ID | ENTITY_NAME | ENTITY_NAME | SECTION_GROUP | DOC_ID |
---|---|---|---|---|
1 | dNumber | U220059090 | GROUP 1 | 40 |
2 | tDate | 6-Dec-22 | GROUP 1 | 40 |
5 | sCompany | bp | nan | 40 |
ID | ENTITY_NAME | ENTITY_NAME | SECTION_GROUP | DOC_ID |
---|---|---|---|---|
3 | dNumber | U220059090 | GROUP 2 | 40 |
4 | tDate | 6-Dec-22 | GROUP 2 | 40 |
5 | sCompany | bp | nan | 40 |
I have tried below but I am only getting result for GROUP 2. I need to access both groups result outside of loop. Any help is really appreciated.
import pandas as pd
df = pd.read_csv ('sample.csv',encoding= 'unicode_escape',usecols= ['ID','ENTITY_NAME','ENTITY_VALUE','SECTION_GROUP','DOC_ID'])

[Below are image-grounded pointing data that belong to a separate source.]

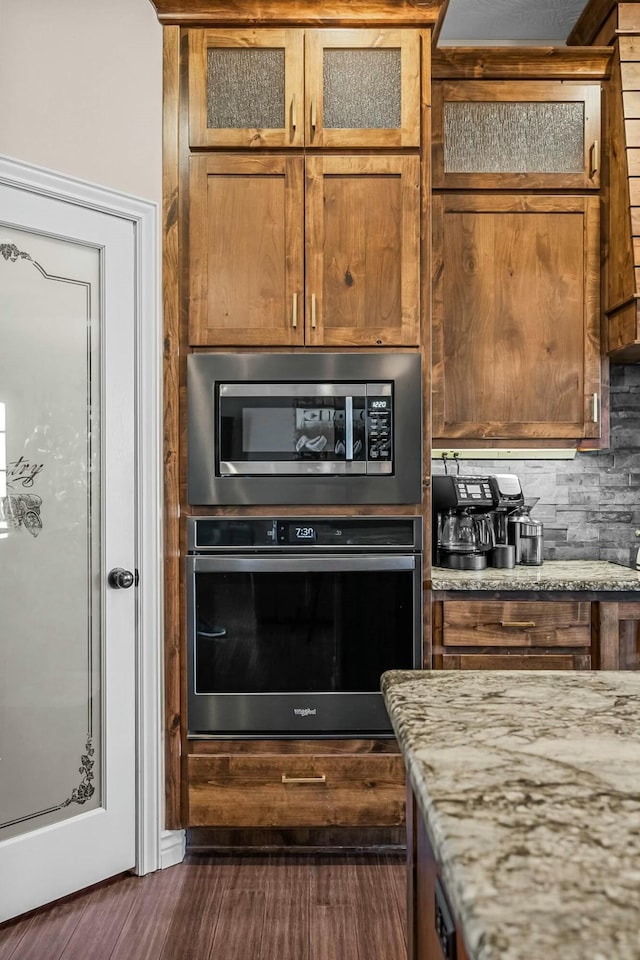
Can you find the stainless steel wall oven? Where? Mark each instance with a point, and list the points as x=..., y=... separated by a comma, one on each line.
x=304, y=428
x=291, y=622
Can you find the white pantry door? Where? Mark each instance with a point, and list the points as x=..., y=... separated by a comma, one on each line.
x=67, y=518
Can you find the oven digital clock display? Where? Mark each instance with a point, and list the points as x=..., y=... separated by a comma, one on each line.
x=301, y=532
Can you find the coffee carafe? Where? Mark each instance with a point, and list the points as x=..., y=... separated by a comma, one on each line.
x=464, y=538
x=526, y=534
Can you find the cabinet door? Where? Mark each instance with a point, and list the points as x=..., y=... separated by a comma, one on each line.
x=362, y=88
x=362, y=251
x=246, y=88
x=296, y=791
x=521, y=623
x=533, y=134
x=246, y=250
x=516, y=327
x=517, y=661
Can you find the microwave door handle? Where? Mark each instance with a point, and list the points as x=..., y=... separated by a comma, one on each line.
x=348, y=428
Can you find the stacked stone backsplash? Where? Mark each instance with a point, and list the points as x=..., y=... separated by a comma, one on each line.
x=590, y=506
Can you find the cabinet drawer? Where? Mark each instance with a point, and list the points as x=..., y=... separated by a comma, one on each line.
x=296, y=791
x=495, y=623
x=518, y=661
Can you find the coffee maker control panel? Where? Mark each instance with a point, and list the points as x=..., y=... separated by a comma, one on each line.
x=452, y=492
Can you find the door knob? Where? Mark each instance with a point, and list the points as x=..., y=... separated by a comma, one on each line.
x=120, y=579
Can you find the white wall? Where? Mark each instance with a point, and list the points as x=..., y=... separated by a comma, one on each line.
x=81, y=90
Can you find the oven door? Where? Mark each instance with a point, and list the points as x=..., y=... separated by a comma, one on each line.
x=291, y=428
x=291, y=646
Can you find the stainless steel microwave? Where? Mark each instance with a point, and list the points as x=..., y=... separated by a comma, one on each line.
x=267, y=428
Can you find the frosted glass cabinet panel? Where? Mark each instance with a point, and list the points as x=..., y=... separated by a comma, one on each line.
x=293, y=88
x=522, y=133
x=50, y=596
x=246, y=88
x=362, y=88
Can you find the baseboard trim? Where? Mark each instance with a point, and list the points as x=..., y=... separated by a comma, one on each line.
x=173, y=846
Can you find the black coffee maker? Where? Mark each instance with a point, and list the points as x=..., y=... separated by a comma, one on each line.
x=462, y=526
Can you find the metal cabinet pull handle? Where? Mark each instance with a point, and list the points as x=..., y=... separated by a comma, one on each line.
x=594, y=158
x=321, y=779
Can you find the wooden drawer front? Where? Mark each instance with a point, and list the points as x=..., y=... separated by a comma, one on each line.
x=518, y=661
x=511, y=623
x=296, y=791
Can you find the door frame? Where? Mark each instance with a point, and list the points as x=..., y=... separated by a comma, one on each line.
x=156, y=848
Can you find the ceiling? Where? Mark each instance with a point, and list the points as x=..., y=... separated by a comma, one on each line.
x=531, y=22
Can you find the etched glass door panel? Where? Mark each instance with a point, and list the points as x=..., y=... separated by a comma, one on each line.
x=50, y=687
x=362, y=88
x=67, y=516
x=511, y=134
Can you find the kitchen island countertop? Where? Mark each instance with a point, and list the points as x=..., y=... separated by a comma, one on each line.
x=591, y=575
x=529, y=785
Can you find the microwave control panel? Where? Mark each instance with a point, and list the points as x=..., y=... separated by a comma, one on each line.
x=379, y=427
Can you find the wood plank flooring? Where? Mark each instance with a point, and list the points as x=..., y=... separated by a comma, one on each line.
x=229, y=906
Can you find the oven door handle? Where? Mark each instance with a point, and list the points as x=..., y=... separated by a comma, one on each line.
x=299, y=564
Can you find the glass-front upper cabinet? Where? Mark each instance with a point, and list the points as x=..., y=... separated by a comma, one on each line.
x=533, y=134
x=294, y=88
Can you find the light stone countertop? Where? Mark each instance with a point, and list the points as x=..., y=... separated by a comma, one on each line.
x=529, y=783
x=551, y=575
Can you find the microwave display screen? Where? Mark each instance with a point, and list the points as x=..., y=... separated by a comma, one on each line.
x=289, y=429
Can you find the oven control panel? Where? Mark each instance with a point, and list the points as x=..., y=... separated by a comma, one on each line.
x=221, y=534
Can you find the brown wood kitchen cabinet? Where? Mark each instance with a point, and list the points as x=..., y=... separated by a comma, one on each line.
x=293, y=88
x=512, y=634
x=516, y=134
x=258, y=224
x=295, y=784
x=516, y=323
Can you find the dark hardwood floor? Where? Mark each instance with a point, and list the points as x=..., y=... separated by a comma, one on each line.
x=229, y=906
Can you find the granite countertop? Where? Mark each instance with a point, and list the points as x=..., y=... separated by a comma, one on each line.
x=529, y=783
x=551, y=575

distDocIds = df["DOC_ID"].unique()
for docId in distDocIds:
result = df[df.DOC_ID==docId] # all data for specific Id
grpResult = df[df.DOC_ID==docId].groupby('SECTION_GROUP') # groupby SECTION_GROUP data
for group in grpResult:
#check in any record present without SECTION_GROUP
#if present append group with that record
foundUnion = result[pd.isnull(result.SECTION_GROUP)]
if len(foundUnion) > 0:
foundUnion = foundUnion.append(group[1])
**#IF I print foundUnion here I am getting proper result as epxected but I want this access foundUnion outside of loop.
newdf = foundUnion.copy()
print(newdf)
If the empty cell is empty string ''
, you can do:
mask = df['SECTION_GROUP'].eq('')
rest = df[mask]
for _, g in df[~mask].groupby('SECTION_GROUP'):
g = pd.concat([g, rest])
print(g)
Prints:
ID ENTITY_NAME ENTITY_NAME.1 SECTION_GROUP DOC_ID
0 1 dNumber U220059090 GROUP 1 40
1 2 tDate 6-Dec-22 GROUP 1 40
4 5 sCompany bp 40
ID ENTITY_NAME ENTITY_NAME.1 SECTION_GROUP DOC_ID
2 3 dNumber U220059090 GROUP 2 40
3 4 tDate 6-Dec-22 GROUP 2 40
4 5 sCompany bp 40
If the empty value is NaN
:
mask = df['SECTION_GROUP'].isna()
rest = df[mask]
for _, g in df[~mask].groupby('SECTION_GROUP'):
g = pd.concat([g, rest])
print(g)
Prints:
ID ENTITY_NAME ENTITY_NAME.1 SECTION_GROUP DOC_ID
0 1 dNumber U220059090 GROUP 1 40
1 2 tDate 6-Dec-22 GROUP 1 40
4 5 sCompany bp NaN 40
ID ENTITY_NAME ENTITY_NAME.1 SECTION_GROUP DOC_ID
2 3 dNumber U220059090 GROUP 2 40
3 4 tDate 6-Dec-22 GROUP 2 40
4 5 sCompany bp NaN 40